Por Lelê Teles*
fez sol o dia inteiro, deu praia.
aproveitei pra dar uma cochiladinha depois do almoço e das caipirinhas.
desperto e vou à varanda ver o vento ventar, o cenário é outro.
o céu, negro como um corvo, parece pesado.
ouço um barulho vindo de longe e se aproximando rápido, parece aplausos.
logo percebi que era água gritando nos telhados.
do nada, cai uma chuva grossa e barulhenta.
parece que o mundo vai desabar sobre minha cabeça.
venta forte, relampeia, troveja…
na rua, mulheres dão gritinhos e correm apressadas, com seus vestidos colados no corpo.
um motoqueiro, com uma caixa nas costas, desiste da entrega e se entrega ao abrigo de uma marquise.
foda-se se o cara tá com fome, é preciso uma arca pra navegar nesse dilúvio, a pop cem dele não tem a menor chance.
a vizinha do lado bate a porta da varanda com toda força e espragueja palavras impronunciáveis.

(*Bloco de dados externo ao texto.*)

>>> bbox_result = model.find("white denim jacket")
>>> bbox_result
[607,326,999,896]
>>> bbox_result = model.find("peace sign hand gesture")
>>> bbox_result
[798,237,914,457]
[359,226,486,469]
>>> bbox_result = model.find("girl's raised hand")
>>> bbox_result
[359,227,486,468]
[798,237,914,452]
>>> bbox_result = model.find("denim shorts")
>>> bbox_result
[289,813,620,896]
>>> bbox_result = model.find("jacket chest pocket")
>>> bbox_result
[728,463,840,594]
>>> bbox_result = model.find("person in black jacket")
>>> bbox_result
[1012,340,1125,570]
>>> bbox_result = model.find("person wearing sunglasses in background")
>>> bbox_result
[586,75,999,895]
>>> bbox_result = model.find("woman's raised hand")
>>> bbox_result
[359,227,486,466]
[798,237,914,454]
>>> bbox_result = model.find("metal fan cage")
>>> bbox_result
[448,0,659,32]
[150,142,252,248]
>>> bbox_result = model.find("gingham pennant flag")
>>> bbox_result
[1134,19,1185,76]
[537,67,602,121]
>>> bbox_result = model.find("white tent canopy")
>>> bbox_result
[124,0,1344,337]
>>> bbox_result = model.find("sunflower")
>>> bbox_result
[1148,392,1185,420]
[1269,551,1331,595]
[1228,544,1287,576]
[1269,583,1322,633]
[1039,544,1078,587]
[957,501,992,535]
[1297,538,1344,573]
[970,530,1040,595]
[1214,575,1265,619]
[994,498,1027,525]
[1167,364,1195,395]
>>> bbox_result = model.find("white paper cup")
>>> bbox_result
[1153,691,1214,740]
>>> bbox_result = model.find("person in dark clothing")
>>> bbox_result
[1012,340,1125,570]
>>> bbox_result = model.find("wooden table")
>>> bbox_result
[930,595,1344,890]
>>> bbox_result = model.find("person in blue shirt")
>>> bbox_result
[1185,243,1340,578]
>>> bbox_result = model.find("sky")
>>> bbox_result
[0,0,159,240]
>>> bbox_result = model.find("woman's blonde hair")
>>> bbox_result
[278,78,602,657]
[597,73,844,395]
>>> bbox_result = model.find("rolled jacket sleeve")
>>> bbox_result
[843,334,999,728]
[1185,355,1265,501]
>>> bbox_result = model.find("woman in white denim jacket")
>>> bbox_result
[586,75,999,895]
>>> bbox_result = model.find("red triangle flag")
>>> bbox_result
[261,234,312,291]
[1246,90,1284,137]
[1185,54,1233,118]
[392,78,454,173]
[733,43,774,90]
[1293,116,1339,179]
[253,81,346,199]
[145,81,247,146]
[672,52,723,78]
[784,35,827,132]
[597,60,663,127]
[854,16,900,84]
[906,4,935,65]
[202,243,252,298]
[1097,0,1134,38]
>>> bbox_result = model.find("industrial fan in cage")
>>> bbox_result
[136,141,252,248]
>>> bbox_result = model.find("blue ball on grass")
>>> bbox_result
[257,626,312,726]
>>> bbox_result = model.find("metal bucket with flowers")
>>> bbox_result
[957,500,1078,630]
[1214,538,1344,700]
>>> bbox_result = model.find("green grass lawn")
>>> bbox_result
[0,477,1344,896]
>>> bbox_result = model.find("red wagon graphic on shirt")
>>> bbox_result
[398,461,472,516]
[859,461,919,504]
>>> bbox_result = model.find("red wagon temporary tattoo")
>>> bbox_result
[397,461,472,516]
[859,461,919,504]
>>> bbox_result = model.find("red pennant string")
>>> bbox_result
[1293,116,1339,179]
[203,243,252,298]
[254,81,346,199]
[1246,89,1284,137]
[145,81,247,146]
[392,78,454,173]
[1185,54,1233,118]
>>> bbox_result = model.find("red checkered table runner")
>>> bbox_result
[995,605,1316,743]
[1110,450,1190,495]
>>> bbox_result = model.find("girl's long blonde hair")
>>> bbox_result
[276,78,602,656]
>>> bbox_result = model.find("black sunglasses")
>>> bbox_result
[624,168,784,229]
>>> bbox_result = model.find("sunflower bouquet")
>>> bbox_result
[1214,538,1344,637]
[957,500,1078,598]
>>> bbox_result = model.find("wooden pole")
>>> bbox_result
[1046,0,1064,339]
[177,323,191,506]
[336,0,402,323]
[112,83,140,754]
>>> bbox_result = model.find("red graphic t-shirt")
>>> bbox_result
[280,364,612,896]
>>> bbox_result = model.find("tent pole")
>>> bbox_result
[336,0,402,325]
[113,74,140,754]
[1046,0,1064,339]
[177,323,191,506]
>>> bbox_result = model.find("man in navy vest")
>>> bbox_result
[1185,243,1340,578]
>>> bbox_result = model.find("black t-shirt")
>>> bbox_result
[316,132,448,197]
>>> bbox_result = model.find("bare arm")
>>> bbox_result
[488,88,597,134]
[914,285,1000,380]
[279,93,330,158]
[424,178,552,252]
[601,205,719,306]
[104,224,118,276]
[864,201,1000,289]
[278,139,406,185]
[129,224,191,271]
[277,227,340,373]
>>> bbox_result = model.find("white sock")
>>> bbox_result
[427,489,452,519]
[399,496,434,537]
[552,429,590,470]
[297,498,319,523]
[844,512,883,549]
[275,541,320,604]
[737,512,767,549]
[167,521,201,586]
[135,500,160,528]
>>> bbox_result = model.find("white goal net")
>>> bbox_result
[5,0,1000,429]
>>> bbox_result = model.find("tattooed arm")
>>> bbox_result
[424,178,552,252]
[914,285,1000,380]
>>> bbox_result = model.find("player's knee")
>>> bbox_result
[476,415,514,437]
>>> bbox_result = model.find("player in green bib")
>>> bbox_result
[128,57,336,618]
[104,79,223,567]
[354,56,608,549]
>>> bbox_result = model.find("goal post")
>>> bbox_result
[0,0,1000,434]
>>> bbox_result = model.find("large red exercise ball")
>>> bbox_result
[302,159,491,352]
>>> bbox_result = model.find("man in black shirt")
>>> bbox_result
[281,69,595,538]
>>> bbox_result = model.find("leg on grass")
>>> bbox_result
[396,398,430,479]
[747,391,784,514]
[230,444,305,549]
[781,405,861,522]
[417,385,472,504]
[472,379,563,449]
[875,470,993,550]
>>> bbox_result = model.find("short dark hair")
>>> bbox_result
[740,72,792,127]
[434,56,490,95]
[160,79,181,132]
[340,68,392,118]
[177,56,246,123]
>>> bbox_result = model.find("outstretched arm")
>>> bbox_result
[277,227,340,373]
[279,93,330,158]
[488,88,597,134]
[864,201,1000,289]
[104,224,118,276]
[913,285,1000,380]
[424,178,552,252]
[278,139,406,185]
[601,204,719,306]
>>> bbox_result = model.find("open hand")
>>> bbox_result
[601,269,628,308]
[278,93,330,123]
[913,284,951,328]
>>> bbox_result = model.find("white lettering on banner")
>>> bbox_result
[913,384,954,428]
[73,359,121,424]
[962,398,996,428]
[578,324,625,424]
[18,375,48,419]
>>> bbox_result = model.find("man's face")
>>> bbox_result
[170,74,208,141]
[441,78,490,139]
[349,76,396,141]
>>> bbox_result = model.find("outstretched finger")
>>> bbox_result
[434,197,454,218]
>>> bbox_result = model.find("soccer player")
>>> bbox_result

imagino que ela tenha acabado de gastar cem dólares no salão pra dar uma ajeitada na peruca.
perdeu tudo.
de repente, um raio rasga o céu negro, formando raízes elétricas e luminosas no firmamento.
agora vem a explosão, puuummmmmm, como se fosse um grande deus arrotando lá de cima.
o edifício inteiro treme, é difícil não se assustar.
“minha nossa senhora do perpétuo socorro”, gritou a vizinha da frente, em desespero, “desliga a tomada da geladeira, minina”, gritou pra dentro de casa.
o diabo deve estar sorrindo dessa satanagem, isso aqui vai virar um inferno em poucos minutos, é muita água!
os canais vão transbordar, jogando uma fétida água com fezes no meio da pista.
em pouco tempo, penso com os meus botões, as ruas estarão alagadas e o tráfego interrompido.
tem uma igreja quadrangular aqui na frente, a tempestade caiu bem na hora em que os crentes costumam chegar com suas bíblias no sovaco.
o pastor, claro, deve estar orando em línguas, tentando sabotar a chuva.
jesus costumava fazer isso, mas o fazia em aramaico.
e com ele dava certo.
ora, ora ora, mas o que está acontecendo aqui?
o vento parou de ventar e, subitamente, a chuva arrefeceu.
parece que foi uma daquelas tempestades repentinas e fugazes.
ou teria sido o desgraçado daquele pastor impostor interferindo no tempo?
com mil diabos, não é que a chuva parou de verdade!
tava tudo tão lindo, os raios, os trovões, o dilúvio, as mulheres com as roupas coladas, o entregador lanchando o lanche que deveria ter entregado…
eu gosto da confusão que a chuva provoca, mães correndo pros varais, em desespero, um bater de portas, um fechar de janelas.
todo mundo apavorado com o imponderável, o corre-corre, a confusão, os semáforos sem sinal…
e de repente isso, essa calmaria, esse rame-rame católico.
o motoboy partiu, os crentes começam a chegar.
aquele pastor idiota estragou a minha chuva, é por isso que deus não gosta desses caras.
palavra da salvação.
*Lelê Teles é jornalista, publicitário, roteirista e mestre em Cinema e Narrativas Sociais pela Universidade Federal de Sergipe (UFS).